An Aerial View over Thornaby-on-Tees c1978

t5511An aerial photograph of Thornaby-on-Tees. In this view you can see Victoria Bridge connecting Thornaby and Stockton, Thornaby Railway Station and engine sheds (51L), the ‘Wilderness’ Road, and Stockton Racecourse where Teesside Park now stands.

9 thoughts on “An Aerial View over Thornaby-on-Tees c1978

  1. An amazing picture from the mid-sixties. Thornaby Station roof as it then was.

    I think the picture title needs to be changed

  2. I can see my old house on Eldon Street, at least I can see the large Baptist Church that stood opposite us. It’s definitely the 60’s, you can see Stockton Racecourse main stand. The allotments at the bottom of Brewery Bank are derelict, mind you I think they closed about 1960! Lots of good old memories of my childhood here before the Council decided to put the A66 through ‘our house’ number 3 Eldon Street.

    • Hi Michael, we lived at 11 Eldon Street – Robert, Maureen, Peter, Vincent, ME, Jimmy, Elizabeth. Have you any idea what that garage was called near where we lived on Mandale Road?. How are you and Graham, Anne, Peter, Jane doing?
      Christine Brignall Conlan

  3. This picture is definitely pre mid 60’s.You can make out the Bon Lea Foundry in the middle of the picture, but there’s no sign of the storage building built on the other side of Wilson street (east side). I can vaguely remember the storage site being built, and if I was to guess I would say it was built around 1965-6. As a kid in the mid 60’s I used watch the worker’s playing football in Wilson street, during their lunch hour. I can still remember the sound of the “casey” football used to make as it ricochet off the wall. The lads would play in steel-capped boots, and have jumpers for goal posts, and usually be covered muck and dirt.

  4. My guess is early to middle sixties. An important clue is the slag heaps between Thornaby station and the river. I seem to recollect that these had disappeared by 1970, probably being used for road construction. But the picture has to be after about 1955 when the rail marshalling yard was rebuilt, and a new “high speed” rail track was laid out next to the main road between Thornaby and Newport. Top speed along this stretch was 55mph in the new diesel multiple units.

    But it is an amazing picture. The piers of the Transporter Bridge can be seen and even the tank farm on the north side of the Tees estuary in the very far distance. The Billingham Branch line can just be discerned.

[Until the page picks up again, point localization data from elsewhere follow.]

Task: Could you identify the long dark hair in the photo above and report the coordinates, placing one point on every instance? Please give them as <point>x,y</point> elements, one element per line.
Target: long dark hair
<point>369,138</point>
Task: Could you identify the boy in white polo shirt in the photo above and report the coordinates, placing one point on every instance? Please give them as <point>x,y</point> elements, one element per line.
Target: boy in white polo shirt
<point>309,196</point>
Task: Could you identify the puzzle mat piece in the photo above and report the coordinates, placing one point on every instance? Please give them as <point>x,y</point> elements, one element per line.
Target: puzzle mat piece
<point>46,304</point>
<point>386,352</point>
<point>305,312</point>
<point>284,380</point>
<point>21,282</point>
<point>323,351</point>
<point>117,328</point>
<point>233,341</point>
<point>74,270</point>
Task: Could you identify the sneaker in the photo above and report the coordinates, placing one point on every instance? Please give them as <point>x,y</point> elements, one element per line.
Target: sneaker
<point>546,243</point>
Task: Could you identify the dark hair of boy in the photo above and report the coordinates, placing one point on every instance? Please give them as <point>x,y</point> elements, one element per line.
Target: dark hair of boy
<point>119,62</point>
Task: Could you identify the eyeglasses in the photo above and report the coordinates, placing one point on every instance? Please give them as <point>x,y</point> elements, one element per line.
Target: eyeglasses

    Could the picture have been taken during the key Stockton by-election of about 1962, when the Mayor of Stockton extolled the green fields lying between Stockton and Middlesbrough as being the lungs of Teesside?

  5. I think this photo was taken along time before 1978, there is no A19 flyover which was completed in 1976 for a start and so much else has changed it is almost unrecognisable from what it is today.

  6. No sign of the A19 Tees viaduct finished constructed 1973-75. Thornaby Place looks like it’s housing, wouldn’t Thornaby House had been built there by early 1970’s?
    No sign of Portrack so the Newport Bridge looks like a bridge to nowhere, but is that the curving Billingham Branch line and bridge surrounded by open fields?
    I spy the Bridge Hotel (demolished 1970?), Cleveland Hotel (Dubliners), Thornaby Town Hall, Pumphrey’s Jam/Lemon Curd/Icing Factory, houses and streets between George Street and Queen Street instead of the A66 (no wonder there’s a housing shortage!) and the Transporter Bridge. It wouldn’t be complete without the industrial view all the way to the coast.